Wednesday, June 22, 2011

E-fundamentalism

If my grandparents' prayers were ever to be answered and I married a man it would definitely be a Fundamentalist Mormon!  The more wives the better!

Firstly, the more wives there are the less nights a week I have to lie about my headache. Secondly, a polygamist's wives are bound to be far better wives than I have ever been. I will never again have to dry myself with a tea towel because there are no clean towels left!

Mostly though, I just love Big Love. That and it would show my grandparents that they need to be more specific when they pray!

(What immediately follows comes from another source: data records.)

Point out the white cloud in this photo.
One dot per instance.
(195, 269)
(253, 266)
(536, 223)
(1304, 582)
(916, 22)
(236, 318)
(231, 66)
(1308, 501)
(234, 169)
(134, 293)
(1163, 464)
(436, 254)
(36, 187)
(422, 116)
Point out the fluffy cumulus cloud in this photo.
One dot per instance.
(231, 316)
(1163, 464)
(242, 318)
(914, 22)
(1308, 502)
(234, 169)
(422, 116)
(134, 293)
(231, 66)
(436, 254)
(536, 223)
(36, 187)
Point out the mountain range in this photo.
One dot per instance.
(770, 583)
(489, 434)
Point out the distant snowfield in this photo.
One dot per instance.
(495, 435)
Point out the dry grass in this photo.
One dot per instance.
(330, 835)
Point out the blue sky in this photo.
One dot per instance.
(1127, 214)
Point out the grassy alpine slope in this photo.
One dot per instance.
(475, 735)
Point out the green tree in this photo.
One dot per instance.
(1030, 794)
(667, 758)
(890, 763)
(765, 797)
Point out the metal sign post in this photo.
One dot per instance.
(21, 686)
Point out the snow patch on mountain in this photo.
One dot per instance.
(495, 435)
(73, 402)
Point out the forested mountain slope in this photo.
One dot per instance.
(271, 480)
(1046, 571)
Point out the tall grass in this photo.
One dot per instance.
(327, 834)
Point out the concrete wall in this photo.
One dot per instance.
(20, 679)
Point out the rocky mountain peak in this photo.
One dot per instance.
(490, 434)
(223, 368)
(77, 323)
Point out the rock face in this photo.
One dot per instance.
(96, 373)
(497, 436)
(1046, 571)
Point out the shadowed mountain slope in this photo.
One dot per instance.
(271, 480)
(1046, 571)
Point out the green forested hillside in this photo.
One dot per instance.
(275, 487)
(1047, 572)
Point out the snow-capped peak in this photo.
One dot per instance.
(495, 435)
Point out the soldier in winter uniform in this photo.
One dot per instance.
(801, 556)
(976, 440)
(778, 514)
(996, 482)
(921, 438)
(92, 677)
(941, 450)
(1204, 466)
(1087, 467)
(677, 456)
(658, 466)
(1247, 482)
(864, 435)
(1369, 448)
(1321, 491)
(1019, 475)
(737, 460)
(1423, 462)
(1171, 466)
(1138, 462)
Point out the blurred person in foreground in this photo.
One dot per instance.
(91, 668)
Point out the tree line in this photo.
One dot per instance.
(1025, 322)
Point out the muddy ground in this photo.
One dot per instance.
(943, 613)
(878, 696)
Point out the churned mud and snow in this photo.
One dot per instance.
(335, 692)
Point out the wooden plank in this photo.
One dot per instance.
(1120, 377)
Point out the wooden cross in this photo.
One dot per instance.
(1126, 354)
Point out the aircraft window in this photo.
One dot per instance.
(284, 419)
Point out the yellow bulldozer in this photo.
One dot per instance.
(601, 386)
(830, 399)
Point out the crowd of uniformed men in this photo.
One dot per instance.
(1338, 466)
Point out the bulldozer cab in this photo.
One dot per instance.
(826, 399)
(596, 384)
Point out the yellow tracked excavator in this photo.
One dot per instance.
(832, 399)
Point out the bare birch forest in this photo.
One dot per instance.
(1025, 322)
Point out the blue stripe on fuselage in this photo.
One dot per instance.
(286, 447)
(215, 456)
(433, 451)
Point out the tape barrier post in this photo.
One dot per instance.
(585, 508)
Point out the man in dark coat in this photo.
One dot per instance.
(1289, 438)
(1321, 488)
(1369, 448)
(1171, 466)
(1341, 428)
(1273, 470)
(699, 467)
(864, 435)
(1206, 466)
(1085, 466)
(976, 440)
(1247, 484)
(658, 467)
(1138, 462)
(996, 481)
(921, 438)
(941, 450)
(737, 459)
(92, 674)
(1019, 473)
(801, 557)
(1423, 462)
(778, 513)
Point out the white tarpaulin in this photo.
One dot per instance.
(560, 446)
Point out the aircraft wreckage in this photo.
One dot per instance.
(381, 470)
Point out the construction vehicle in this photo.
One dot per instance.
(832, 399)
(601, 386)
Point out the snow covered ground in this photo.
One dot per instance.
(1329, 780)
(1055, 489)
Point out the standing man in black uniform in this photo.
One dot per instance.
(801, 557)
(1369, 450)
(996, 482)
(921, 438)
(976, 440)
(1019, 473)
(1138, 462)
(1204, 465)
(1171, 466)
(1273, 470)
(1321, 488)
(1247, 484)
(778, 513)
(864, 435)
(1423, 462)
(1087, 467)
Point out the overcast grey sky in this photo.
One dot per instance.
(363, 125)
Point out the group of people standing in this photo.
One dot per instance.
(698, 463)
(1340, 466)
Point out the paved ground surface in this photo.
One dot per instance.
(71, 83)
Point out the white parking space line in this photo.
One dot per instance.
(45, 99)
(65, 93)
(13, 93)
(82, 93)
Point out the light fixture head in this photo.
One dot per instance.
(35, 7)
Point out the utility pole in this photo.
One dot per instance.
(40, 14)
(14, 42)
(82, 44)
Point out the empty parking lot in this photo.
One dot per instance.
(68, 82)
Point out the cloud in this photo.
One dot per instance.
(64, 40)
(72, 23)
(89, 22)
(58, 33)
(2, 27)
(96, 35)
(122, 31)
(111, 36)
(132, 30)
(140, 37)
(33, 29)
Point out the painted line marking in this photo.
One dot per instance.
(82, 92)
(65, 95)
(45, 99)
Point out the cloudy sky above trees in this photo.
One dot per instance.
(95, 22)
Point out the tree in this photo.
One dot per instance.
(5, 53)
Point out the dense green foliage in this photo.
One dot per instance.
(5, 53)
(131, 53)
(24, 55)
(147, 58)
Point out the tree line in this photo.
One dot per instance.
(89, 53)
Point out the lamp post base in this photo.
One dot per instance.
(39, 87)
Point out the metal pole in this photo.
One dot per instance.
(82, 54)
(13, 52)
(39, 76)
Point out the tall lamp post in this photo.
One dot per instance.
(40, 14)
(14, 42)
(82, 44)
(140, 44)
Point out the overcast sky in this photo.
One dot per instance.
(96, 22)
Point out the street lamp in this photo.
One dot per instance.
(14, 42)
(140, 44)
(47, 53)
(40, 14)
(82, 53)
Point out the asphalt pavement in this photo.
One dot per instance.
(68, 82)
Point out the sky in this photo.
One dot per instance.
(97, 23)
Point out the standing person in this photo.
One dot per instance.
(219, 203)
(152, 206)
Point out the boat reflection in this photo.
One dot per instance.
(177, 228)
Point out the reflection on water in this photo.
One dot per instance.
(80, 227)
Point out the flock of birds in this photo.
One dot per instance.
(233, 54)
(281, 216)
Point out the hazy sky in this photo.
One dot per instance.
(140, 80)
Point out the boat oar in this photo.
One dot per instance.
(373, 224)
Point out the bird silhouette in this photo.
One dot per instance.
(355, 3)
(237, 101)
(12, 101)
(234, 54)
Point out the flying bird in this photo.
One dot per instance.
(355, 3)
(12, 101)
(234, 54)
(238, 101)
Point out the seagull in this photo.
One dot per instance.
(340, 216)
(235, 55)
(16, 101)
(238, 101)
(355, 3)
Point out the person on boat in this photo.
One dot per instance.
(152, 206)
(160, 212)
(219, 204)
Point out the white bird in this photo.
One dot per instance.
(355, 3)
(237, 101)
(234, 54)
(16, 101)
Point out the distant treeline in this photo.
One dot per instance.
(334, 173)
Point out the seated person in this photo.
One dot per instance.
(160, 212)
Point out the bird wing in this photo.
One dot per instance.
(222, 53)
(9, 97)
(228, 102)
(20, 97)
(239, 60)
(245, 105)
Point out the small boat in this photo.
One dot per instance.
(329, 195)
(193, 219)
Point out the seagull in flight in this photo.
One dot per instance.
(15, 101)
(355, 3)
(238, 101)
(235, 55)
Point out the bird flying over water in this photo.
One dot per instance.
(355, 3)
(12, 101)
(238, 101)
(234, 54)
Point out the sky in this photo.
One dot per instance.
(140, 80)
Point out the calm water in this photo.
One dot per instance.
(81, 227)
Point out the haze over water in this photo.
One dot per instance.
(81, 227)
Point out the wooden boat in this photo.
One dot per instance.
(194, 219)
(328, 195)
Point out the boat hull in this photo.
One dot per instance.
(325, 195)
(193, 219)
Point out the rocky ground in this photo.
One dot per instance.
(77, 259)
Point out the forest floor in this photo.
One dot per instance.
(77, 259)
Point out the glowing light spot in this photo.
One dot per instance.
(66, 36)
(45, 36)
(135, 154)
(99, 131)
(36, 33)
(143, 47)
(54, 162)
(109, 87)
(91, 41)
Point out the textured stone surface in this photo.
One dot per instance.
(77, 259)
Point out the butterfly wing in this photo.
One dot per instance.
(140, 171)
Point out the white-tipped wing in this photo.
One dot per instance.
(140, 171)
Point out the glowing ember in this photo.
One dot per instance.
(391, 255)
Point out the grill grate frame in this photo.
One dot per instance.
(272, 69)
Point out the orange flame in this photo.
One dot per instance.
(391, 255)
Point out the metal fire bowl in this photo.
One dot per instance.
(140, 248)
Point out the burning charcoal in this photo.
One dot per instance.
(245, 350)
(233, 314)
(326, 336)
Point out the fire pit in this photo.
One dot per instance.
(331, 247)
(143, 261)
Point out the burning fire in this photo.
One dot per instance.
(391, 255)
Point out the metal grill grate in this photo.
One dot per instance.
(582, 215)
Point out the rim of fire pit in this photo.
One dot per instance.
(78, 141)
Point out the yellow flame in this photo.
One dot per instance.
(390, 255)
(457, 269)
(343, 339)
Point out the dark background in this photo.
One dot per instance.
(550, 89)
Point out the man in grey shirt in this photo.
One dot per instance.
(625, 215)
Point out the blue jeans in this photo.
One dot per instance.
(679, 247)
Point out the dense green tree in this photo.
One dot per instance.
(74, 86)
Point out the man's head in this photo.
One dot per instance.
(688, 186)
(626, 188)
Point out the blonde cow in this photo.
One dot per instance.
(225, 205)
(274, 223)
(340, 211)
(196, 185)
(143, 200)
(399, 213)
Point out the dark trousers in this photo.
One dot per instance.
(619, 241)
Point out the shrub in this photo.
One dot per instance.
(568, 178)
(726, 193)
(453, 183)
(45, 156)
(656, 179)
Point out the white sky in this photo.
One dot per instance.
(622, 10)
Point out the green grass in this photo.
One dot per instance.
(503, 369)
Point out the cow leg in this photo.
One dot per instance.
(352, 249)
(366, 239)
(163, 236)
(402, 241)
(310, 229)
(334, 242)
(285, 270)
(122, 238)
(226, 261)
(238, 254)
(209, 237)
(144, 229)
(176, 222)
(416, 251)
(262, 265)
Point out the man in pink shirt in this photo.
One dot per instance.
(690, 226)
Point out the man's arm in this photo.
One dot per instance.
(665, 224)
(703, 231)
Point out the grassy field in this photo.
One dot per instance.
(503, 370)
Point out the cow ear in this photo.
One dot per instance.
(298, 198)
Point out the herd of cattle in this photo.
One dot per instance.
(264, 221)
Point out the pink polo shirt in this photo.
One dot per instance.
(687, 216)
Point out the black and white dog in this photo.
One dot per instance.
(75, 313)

So, what does this have to do with anything? Only another reason I love
e-books so much: the ability to download cult/religious fanatic material without the risks involved in obtaining them in person. I know myself well enough by now, I ring to cancel a monthly charity sponsorship and hang up donating twice as much a month in addition to committing to selling books of super prize raffle tickets. If I were to get these books in person I would acquire them for the bargain price of the deed to our house and the pledge of a millennium of service. 

To the great fear of my family I have worked a block away from a Scientology Centre for a few years. The image of my mother's stern look of disapproval triggered every time I walk past has stopped me from going in to buy a copy of Dianetics.  Thank you e-books!

Sadly though, the first chapter is not 'Does Jumping on Oprah's Couch Like a Tool Mean You're Mentally Ill'. Despite the long wait to get my hands on this book, by page five I was bored. Turns out I'm not going to be a Scientologist. Disappointing.

I might try harder to read it on the weekend. That is, after I read my e-copy of the Book of Mormon and explore my calling to plural marriage.

In the meantime, I am going to find some paper towel to dry a coffee cup because all my tea towels are in the bathroom.